ElasticJob DataflowJob vs SimpleJob: Which Job Type Should You Use?

Mar 26, 2026

I spent an hour staring at ElasticJob’s documentation, trying to figure out which job type I should use for my batch processing task. SimpleJob looked straightforward—just implement one method. But DataflowJob had two methods and something called “streaming mode.”

The documentation explained what each does, but not when to use which. After building several jobs and learning from mistakes, here’s what I wish someone had told me upfront.

The Core Difference

The choice comes down to one question: Do you need to keep processing items until a queue is empty?

                    ┌─────────────────────┐
                    │   Your Task         │
                    └──────────┬──────────┘
                               │
                               ▼
               ┌───────────────────────────────┐
               │  Do you fetch items from      │
               │  DB/queue and process them    │
               │  in batches?                  │
               └───────────────┬───────────────┘
                               │
              ┌────────────────┴────────────────┐
              │                                 │
              ▼                                 ▼
     ┌─────────────────┐               ┌─────────────────┐
     │      YES        │               │       NO        │
     │  DataflowJob    │               │   SimpleJob     │
     │                 │               │                 │
     │ - fetchData()   │               │ - execute()     │
     │ - processData() │               │ - One method    │
     │ - Streaming     │               │ - One shot      │
     └─────────────────┘               └─────────────────┘

SimpleJob: The One-Shot Executor

SimpleJob is for tasks that run once per trigger. You put all your logic in a single execute() method.
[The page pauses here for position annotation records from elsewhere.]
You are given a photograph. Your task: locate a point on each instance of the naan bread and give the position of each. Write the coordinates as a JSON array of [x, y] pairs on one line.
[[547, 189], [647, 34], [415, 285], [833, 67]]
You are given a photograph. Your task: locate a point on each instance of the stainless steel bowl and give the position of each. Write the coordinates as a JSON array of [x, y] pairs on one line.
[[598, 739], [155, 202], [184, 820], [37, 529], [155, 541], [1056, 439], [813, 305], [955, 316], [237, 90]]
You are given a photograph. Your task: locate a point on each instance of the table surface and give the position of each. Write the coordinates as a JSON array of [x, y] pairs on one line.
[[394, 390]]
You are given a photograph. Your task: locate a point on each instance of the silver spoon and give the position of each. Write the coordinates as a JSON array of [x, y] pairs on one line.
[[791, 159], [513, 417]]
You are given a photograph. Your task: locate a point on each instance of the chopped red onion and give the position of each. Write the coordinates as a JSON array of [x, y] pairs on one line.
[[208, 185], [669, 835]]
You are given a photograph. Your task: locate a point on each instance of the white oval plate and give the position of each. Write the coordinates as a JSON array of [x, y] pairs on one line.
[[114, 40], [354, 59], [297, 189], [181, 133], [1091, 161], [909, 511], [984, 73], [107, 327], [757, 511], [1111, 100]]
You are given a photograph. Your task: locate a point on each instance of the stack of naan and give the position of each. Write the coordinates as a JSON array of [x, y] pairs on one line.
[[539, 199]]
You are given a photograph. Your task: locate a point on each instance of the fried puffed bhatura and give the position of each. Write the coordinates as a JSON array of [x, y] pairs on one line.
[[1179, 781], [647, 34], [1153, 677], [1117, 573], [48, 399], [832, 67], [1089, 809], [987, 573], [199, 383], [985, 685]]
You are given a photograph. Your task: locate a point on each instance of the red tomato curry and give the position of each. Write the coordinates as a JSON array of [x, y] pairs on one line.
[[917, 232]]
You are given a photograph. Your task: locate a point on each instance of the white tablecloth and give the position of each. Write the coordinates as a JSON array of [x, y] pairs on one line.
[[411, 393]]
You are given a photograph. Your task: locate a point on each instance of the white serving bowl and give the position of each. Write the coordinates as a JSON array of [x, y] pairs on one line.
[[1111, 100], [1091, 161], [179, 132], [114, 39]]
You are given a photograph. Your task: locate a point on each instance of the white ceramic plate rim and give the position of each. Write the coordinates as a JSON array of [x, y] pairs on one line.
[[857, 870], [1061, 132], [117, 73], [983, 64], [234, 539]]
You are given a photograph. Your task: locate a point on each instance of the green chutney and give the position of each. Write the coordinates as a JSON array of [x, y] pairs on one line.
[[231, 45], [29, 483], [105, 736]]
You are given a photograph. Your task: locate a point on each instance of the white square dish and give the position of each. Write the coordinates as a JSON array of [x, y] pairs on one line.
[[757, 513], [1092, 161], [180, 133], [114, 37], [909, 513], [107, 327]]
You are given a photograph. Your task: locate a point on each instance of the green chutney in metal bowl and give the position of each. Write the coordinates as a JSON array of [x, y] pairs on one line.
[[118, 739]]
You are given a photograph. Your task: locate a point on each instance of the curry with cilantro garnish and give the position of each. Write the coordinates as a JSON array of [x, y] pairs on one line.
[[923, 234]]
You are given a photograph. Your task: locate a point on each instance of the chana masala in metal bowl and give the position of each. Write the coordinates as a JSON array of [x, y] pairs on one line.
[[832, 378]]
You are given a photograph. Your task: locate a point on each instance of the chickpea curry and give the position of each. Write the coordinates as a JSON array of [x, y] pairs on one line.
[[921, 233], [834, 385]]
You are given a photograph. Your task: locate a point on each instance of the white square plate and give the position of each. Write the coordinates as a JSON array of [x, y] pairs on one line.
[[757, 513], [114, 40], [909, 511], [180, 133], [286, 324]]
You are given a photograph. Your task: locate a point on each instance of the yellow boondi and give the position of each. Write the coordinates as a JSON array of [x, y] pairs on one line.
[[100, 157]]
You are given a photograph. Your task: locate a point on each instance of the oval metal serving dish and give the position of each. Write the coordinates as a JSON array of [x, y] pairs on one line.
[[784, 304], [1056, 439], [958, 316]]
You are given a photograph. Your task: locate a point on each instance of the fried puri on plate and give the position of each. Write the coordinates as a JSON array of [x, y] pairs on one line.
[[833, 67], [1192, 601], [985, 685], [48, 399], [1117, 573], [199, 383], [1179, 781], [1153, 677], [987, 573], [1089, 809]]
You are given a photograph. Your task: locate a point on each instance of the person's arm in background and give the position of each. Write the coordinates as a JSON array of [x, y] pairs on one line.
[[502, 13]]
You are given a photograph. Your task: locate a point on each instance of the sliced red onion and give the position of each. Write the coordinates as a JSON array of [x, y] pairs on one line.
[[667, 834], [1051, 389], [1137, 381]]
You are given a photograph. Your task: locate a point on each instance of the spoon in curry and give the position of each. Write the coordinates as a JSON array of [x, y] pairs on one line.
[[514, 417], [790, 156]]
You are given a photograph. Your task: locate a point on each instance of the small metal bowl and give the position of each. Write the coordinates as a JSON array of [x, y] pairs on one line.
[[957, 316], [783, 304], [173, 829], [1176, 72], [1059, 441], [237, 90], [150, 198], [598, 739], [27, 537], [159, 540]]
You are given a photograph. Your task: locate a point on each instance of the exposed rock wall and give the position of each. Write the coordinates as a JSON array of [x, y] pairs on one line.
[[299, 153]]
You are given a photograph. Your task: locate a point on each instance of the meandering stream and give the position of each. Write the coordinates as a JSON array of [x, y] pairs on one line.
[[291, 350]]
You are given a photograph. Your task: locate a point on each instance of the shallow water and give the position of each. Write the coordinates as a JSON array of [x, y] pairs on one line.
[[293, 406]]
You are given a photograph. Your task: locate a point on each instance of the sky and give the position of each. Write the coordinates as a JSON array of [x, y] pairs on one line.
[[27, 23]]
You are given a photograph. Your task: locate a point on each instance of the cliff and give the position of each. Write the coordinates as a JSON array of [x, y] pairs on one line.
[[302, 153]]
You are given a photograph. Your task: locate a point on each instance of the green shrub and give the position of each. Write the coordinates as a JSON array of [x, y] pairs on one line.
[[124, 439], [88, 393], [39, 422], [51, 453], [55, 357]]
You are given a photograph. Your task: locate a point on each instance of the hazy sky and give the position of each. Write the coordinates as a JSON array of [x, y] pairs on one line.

I started with SimpleJob because it seemed simpler. Here’s what it looks like:

public class ReportGenerationJob implements SimpleJob {

    @Override
    public void execute(ShardingContext context) {
        int shardId = context.getShardingItem();

        // Everything happens here
        List<User> users = userRepository.findByShard(shardId);
        Report report = generateReport(users);
        reportRepository.save(report);

        log.info("Generated report for shard {}", shardId);
    }
}

The cron trigger fires, execute() runs once, and you’re done.

When SimpleJob works well:

Generating daily reports
Sending scheduled notifications
Running cleanup tasks
Calling external APIs
File operations

The key characteristic: you know exactly what needs to happen when the job fires. There’s no “keep going until empty” logic.

DataflowJob: The Batch Processor

DataflowJob separates data fetching from processing. This separation matters when you have large datasets or queues.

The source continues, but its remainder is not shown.